Elizabeth Macarthur in old age. Source: https://blogs.hht.net.au/cook/happy-birthday-elizabeth-macarthur/

Elizabeth Macarthur in old age. Source: https://blogs.hht.net.au/cook/happy-birthday-elizabeth-macarthur/

Not actually today, obviously.

Elizabeth Macarthur the woman died almost 167 years ago, on 9 February 1850. She was eighty-three years old.

But today I wrote the paragraph in which Elizabeth dies, the final paragraph of the book really, and I felt strangely sad.

It’s been my job to make her come to life on the page and I’ve been working to do so for more years than I care to admit. Yet there she was, having a stroke and quietly dying at Watson’s Bay in the company of Emmeline, her youngest daughter and Dr Anderson, a long-time family friend. It was sad and I hope I can make my readers feel that same soft pang.

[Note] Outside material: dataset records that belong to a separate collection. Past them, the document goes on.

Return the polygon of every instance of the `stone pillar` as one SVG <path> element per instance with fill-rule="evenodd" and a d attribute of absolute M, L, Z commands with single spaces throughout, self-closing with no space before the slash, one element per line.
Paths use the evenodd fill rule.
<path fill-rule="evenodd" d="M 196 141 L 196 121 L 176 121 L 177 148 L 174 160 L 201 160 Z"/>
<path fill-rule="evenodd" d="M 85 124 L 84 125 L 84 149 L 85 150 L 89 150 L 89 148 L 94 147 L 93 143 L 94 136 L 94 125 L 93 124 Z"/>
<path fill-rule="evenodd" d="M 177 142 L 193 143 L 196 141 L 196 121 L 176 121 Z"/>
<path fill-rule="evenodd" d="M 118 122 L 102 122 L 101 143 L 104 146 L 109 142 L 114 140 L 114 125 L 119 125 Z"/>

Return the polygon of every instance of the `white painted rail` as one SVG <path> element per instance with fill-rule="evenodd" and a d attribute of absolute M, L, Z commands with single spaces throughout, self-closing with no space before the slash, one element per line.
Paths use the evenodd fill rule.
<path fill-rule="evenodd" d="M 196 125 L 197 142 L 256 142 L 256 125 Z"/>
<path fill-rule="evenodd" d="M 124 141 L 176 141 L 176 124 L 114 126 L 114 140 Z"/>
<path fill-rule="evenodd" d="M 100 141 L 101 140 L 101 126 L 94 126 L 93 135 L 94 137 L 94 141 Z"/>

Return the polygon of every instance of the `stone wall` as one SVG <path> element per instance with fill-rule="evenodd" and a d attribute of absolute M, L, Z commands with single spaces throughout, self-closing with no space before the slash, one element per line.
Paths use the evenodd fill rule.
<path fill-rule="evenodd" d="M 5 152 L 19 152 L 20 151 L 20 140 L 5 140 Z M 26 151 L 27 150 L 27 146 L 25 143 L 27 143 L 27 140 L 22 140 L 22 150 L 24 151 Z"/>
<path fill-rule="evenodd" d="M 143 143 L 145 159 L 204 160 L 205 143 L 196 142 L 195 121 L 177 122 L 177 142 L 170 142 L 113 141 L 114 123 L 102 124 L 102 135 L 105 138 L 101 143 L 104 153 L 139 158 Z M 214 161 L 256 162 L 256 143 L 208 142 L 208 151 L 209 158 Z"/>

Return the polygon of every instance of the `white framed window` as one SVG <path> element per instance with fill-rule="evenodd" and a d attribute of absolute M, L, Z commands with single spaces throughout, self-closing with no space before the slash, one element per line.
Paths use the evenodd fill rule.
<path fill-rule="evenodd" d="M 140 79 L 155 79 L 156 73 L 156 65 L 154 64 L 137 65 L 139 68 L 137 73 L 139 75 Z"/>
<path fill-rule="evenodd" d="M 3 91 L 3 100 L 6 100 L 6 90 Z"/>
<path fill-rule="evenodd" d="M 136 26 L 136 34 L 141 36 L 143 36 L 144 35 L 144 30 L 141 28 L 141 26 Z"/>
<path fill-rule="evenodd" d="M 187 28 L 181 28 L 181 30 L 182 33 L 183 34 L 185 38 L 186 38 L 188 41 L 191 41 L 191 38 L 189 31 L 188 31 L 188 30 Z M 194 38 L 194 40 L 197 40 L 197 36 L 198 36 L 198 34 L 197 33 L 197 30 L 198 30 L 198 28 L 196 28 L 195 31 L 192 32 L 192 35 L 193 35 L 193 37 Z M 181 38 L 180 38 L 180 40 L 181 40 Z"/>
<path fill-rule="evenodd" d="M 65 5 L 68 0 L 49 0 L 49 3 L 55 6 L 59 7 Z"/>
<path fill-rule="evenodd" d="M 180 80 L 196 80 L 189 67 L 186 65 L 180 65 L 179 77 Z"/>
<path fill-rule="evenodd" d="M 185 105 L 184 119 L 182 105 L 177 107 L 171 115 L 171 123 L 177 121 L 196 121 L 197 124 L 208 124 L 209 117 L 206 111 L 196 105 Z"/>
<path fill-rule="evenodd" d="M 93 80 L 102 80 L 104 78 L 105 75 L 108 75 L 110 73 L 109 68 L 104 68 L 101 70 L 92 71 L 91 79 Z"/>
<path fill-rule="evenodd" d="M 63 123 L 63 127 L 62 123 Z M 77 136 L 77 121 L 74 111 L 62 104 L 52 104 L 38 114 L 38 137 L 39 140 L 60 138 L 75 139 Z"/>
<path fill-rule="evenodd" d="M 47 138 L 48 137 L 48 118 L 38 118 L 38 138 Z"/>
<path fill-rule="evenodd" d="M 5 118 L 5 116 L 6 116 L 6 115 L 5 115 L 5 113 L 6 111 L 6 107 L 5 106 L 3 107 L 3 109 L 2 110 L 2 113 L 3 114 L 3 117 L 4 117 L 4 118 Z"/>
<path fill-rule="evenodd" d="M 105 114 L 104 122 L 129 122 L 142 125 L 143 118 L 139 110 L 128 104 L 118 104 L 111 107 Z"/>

The other part of my sadness, though, was less easy to articulate.

For months I’ve been looking forward to reaching this point: to be able to write “and then she died. The End.” Which is not what I actually wrote, of course, but you see my point. It is The End. The end of the research (almost), the end of the first draft, the end of laying down the facts of Elizabeth’s long and interesting life.  Did you know that Ludwig Leichhardt called in to Elizabeth Farm for a visit? That Charles Darwin, when he visited Sydney as a young man, dined with Elizabeth’s nephew and his family? That Matthew Flinders was a personal friend?

It’s not as if the book is anywhere near finished. I still want to write an afterword that provides a brief overview of what happened to each of Elizabeth’s surviving children, and their descendants. I still need to work back through all the comments I’ve inserted along the way, little notes to myself saying [check this fact] or [insert some words here about X and Y] or [needs a chapter break here – revise]. I still definitely need to revise and rewrite and revise some more to ensure the whole thing flows with vigour and verve. And the footnotes – OMG the footnotes – have to be checked and consolidated and made consistent and turned into endnotes and a bibliography. What else? Oh yes, then I have to source the relevant maps and images of Elizabeth and her family and their homes (and obtaining the copyright permissions is entirely my responsibility).

Then, after all that, it goes to my editor at Text who will no doubt tell me it’s unpublishable, to try harder and to rewrite the whole thing.

So writing the paragraph where Elizabeth dies was going to be, I thought, a positive milestone. An important hurdle after which I’d find myself sort of in the home stretch. And it was – is – both positive and important.

But also sad.

Up until today I was sure I would feel relieved to finish this book.  But, even though I’m not finished yet, I’m no longer quite so sure.